We review de novo a district court’s denials of qualified and governmental immunity at

the summary-judgment stage. Erickson v. Gogebic County, 133 F.4th 703, 707 (6th Cir. 2025)

(qualified immunity); Bletz v. Gribble, 641 F.3d 743, 757 (6th Cir. 2011) (governmental

immunity). Summary judgment is proper “if the movant shows that there is no genuine dispute as

to any material fact and the movant is entitled to judgment as a matter of law.” Fed. R. Civ. P.

56(a). “To prevail, the nonmovant must show sufficient evidence to create a genuine issue of

material fact, which is to say, there must be evidence on which the jury could reasonably find for

the nonmovant.” Sumpter v. Wayne County, 868 F.3d 473, 480 (6th Cir. 2017) (citation modified).

We must view all evidence and draw all inferences in the light most favorable to the nonmoving

party. Anderson v. Liberty Lobby, Inc., 477 U.S. 242, 255 (1986).

-3- No. 24-2017, King v. City of Lincoln Park, et al.

III.

Kosmalski first argues that he did not violate a clearly established constitutional right when

he handcuffed King and should thus be protected by qualified immunity. Qualified immunity

protects public officials, in certain circumstances, from liability for civil damages when they

violate a person’s constitutional rights. Pearson v. Callahan, 555 U.S. 223, 231 (2009). We ask

two questions to determine whether a public official is entitled to qualified immunity: (1) whether

the facts alleged support a violation of the plaintiff’s constitutional rights, and (2) if they do,

whether that right was clearly established at the time of the defendant’s alleged misconduct. Id. at

232; LaPlante v. City of Battle Creek, 30 F.4th 572, 578–79 (6th Cir. 2022). If the public-official

defendant did not violate a constitutional right, or if he did but the right was not clearly established

at the time of the violation, then the defendant is entitled to qualified immunity. See Martin v. City

of Broadview Heights, 712 F.3d 951, 957 (6th Cir. 2013).
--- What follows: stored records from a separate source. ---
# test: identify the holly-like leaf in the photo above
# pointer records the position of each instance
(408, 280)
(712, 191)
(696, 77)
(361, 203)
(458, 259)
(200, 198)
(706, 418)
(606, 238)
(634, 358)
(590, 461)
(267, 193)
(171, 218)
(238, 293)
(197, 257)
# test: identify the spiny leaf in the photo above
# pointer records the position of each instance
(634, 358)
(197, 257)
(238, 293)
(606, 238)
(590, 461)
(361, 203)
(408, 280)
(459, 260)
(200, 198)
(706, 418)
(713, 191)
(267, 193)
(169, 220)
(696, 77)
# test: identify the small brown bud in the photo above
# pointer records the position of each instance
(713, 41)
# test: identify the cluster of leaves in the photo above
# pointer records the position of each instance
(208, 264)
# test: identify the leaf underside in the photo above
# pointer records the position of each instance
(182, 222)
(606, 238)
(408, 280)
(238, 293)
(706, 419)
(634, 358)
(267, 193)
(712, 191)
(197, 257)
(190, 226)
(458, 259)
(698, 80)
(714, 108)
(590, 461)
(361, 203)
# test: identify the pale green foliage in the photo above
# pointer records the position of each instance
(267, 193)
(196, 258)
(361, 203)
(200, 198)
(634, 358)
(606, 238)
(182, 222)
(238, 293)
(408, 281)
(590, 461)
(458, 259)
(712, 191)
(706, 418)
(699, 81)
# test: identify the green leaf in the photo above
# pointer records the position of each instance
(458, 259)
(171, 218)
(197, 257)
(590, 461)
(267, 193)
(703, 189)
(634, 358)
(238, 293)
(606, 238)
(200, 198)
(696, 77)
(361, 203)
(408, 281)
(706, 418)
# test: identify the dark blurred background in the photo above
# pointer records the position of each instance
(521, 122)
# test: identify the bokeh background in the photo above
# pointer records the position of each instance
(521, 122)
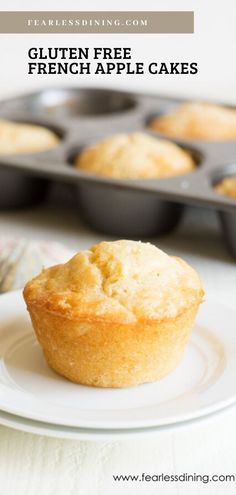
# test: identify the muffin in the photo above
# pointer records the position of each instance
(198, 121)
(116, 315)
(135, 156)
(227, 187)
(17, 137)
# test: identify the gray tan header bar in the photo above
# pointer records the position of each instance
(97, 22)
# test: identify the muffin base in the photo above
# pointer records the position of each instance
(107, 354)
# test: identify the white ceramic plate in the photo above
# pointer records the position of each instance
(92, 434)
(202, 384)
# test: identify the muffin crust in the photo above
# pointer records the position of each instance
(227, 187)
(116, 315)
(135, 156)
(198, 121)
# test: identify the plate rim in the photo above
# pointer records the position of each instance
(147, 423)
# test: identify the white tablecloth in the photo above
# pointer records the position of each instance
(30, 464)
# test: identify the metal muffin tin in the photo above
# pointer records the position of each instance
(128, 208)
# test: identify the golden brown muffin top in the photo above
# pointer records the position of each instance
(122, 281)
(135, 156)
(198, 121)
(227, 187)
(17, 137)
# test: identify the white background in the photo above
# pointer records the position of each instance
(212, 46)
(29, 464)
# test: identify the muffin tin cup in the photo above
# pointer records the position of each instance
(228, 222)
(18, 190)
(127, 214)
(128, 208)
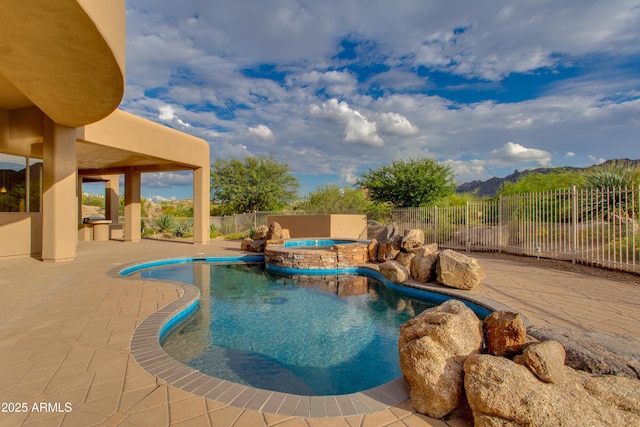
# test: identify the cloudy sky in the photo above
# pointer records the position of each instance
(334, 88)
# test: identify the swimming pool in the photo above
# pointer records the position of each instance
(300, 334)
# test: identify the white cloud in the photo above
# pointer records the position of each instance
(198, 56)
(167, 179)
(513, 153)
(468, 170)
(158, 198)
(394, 123)
(167, 114)
(356, 126)
(262, 132)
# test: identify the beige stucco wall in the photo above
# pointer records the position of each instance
(20, 234)
(349, 226)
(354, 226)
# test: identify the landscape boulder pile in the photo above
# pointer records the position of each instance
(263, 235)
(454, 364)
(407, 257)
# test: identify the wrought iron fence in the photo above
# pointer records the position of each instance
(598, 227)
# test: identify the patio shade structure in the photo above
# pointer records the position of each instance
(62, 78)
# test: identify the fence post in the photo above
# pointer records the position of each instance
(466, 226)
(435, 228)
(574, 224)
(500, 223)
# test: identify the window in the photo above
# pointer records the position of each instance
(20, 176)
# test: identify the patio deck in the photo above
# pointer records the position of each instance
(65, 330)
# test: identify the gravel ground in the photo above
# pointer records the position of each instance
(620, 276)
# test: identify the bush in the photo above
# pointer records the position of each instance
(214, 232)
(236, 236)
(183, 228)
(165, 223)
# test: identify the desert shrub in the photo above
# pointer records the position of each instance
(214, 232)
(183, 228)
(165, 223)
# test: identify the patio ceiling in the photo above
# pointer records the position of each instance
(66, 57)
(96, 158)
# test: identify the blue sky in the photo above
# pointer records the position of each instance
(334, 88)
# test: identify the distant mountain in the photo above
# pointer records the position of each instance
(491, 186)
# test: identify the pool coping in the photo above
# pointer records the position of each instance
(149, 354)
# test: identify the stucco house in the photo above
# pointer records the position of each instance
(62, 77)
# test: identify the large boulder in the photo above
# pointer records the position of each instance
(275, 231)
(504, 333)
(412, 239)
(260, 233)
(405, 258)
(423, 266)
(254, 245)
(394, 271)
(372, 249)
(389, 248)
(595, 352)
(433, 347)
(503, 393)
(546, 360)
(458, 271)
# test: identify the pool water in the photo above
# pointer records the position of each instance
(309, 335)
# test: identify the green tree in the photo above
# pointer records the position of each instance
(258, 183)
(612, 175)
(331, 198)
(536, 182)
(416, 182)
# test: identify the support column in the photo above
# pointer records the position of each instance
(132, 205)
(201, 195)
(112, 197)
(59, 195)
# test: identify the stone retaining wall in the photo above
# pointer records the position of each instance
(339, 256)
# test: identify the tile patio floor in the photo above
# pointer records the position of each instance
(65, 331)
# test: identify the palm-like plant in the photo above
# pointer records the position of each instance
(614, 183)
(165, 223)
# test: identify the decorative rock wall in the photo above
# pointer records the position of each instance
(340, 256)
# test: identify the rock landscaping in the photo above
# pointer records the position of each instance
(454, 364)
(424, 262)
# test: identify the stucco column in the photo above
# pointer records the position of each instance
(59, 194)
(112, 198)
(132, 205)
(201, 191)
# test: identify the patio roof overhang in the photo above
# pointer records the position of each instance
(66, 57)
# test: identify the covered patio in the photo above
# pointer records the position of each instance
(60, 84)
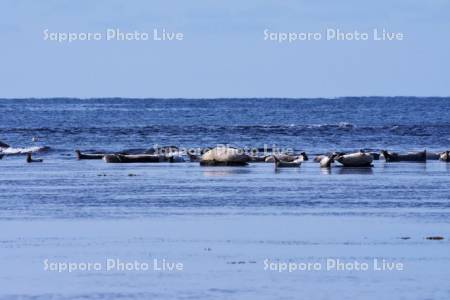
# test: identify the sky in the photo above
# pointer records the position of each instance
(224, 53)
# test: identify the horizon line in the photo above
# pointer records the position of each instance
(226, 98)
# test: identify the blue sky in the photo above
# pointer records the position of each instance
(224, 53)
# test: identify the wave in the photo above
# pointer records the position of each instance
(25, 150)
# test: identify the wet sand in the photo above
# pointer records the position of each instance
(222, 224)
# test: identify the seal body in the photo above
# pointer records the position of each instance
(224, 156)
(411, 157)
(359, 159)
(142, 158)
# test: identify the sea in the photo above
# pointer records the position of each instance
(250, 232)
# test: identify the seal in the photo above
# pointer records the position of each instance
(326, 161)
(140, 158)
(411, 157)
(81, 156)
(286, 164)
(31, 160)
(224, 156)
(3, 145)
(358, 159)
(445, 156)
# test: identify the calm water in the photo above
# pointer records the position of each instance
(314, 125)
(222, 223)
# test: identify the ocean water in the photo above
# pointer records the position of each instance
(224, 223)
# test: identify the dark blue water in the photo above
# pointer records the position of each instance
(315, 125)
(223, 222)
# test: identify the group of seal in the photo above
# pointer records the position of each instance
(231, 156)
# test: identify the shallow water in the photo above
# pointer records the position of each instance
(222, 223)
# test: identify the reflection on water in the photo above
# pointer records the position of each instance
(325, 171)
(224, 171)
(355, 171)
Because appeals from qualified-immunity denials are interlocutory, we “may only exercise

jurisdiction over the appeal to the extent that a summary judgment order denies qualified immunity

based on a pure issue of law.” Morrison v. Bd. of Trs. of Green Twp., 583 F.3d 394, 399 (6th Cir.

2009) (citation modified). In such appeals, we thus consider “whether the facts alleged by the

plaintiff constitute a violation of clearly established law.” Berryman v.